На следующий день, когда все сотрудники администрации вечером потянулись на КПП, им навстречу, чуть ли не бегом, спешила Инна. Не раздеваясь, она заскочила в палату и, увидев только одного Макарова, в нерешительности остановилась.
— О! Хозяюшка наша пожаловала, — весело произнес Макар и поднялся с постели.
Инна обвела комнату глазами и заметно сникла. Она повернулась для того, чтобы уйти.
— Инесса Петровна, Вы случайно не потеряли кого-то?
— Нет-нет, — ответила она, направляясь в свой кабинет.
— Не уходите никуда, он скоро придет, — успокоил ее Макаров.
Она резко повернула голову и без слов поняла: кого она должна подождать.
Через пятнадцать минут в санчасть вошел Дронов и на входе в двухэтажное здание на лавочке оставил человека, чтобы он следил за обстановкой.
— Петровна, рад видеть тебя в хорошем настроении. Можешь не рассказывать подробности, я уже знаю, что сына отпустили.
— Дронов… — Врач на мгновение смолкла, — Алексей, я даже не представляю, как мне отблагодарить тебя. Никита даже не догадывается, кто помог ему избежать тюрьмы.

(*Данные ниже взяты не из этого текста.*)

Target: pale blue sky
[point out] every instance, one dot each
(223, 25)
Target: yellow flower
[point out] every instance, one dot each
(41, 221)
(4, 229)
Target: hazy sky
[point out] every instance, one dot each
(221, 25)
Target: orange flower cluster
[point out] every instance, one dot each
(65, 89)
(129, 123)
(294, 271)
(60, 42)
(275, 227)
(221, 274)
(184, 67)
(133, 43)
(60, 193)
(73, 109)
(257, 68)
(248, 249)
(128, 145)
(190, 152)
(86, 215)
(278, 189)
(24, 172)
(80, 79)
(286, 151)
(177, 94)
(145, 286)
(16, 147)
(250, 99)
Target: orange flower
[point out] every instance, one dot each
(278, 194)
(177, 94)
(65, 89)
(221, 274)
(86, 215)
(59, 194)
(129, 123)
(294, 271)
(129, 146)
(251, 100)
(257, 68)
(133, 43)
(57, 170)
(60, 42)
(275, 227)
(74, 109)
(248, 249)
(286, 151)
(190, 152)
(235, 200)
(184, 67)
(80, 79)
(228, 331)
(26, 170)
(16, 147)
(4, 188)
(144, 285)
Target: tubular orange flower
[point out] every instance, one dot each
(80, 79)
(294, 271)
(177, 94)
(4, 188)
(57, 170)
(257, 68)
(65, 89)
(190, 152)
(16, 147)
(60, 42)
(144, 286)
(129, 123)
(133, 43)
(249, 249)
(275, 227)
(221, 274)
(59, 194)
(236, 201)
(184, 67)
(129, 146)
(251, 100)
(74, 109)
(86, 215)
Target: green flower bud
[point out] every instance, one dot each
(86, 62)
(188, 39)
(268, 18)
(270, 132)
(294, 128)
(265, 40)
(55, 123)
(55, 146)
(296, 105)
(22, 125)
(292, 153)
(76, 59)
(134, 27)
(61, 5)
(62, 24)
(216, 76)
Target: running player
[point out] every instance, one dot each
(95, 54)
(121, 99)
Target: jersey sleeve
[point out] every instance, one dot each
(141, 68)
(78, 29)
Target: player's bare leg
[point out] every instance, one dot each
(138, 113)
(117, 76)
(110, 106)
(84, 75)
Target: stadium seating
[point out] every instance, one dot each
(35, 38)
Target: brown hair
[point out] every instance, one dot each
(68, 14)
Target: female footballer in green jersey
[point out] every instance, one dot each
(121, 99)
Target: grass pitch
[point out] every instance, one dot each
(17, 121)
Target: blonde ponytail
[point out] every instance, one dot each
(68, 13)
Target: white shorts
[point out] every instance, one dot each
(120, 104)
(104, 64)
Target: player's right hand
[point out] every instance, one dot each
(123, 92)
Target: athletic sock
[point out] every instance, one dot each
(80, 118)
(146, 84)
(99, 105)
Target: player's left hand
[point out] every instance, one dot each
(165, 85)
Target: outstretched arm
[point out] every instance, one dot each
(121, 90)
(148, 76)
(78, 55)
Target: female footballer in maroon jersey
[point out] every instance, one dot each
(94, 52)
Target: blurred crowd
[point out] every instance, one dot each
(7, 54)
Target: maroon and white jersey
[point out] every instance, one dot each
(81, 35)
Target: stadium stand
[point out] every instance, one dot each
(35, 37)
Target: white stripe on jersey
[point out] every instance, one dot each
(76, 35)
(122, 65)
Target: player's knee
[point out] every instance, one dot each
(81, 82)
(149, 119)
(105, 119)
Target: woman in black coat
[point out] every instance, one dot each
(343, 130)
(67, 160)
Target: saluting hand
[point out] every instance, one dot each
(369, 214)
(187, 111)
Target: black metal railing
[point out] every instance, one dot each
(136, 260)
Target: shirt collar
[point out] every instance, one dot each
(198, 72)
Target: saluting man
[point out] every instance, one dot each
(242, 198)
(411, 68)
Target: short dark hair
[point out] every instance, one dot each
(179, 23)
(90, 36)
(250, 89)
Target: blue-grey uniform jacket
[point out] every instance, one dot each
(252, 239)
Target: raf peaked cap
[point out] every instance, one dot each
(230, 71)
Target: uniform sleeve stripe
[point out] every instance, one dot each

— Он отдал следователю трубку с гильзой?
— Да-да, конечно, интересная выдумка получилась, следователь понюхал трубку и сказал, что дымом пахнет. Получается, Никитка баловался с трубой и заряженным патроном. Но самое главное, потерпевший забрал свое заявление и претензий к моему сыну не имеет. Алексей — это ты все сделал?
— Инесса, да я ничего такого не делал, — улыбнулся Дронов, — ты главное мужу своему пистонов наставляй, чтобы где — попало ружье не бросал.
— Я одна воспитываю Никиту.
— Тогда пардон! Сама следи за пацаном, если не хочешь, чтобы он здесь оказался.
— Теперь буду стараться изо всех сил. Упустила я момент, связался он с дурной компанией ребят, теперь не знаю, как его отвадить от них.
— У тебя родители есть?
— Да-да, конечно, но они далеко, я ведь в 1963 году в Новосибирск из Прибалтики приехала.
— Так ты европейка?
— Наполовину я немка и латышка, папа по национальности немец, а мама латышка.
— А зачем сюда приехала?
— Влюбилась в парня, он в том году в командировку в Ригу приехал, я тогда в мединституте училась, потом пришлось заочно в Новосибирске получать образование. Через год Никитка родился.
— Понятно. Инесса, отправь сына к дедам в Латвию, а то пропадет он здесь, это болото моментально молодых засасывает.
— Он рос такой хороший, ничего подобного я за ним не замечала.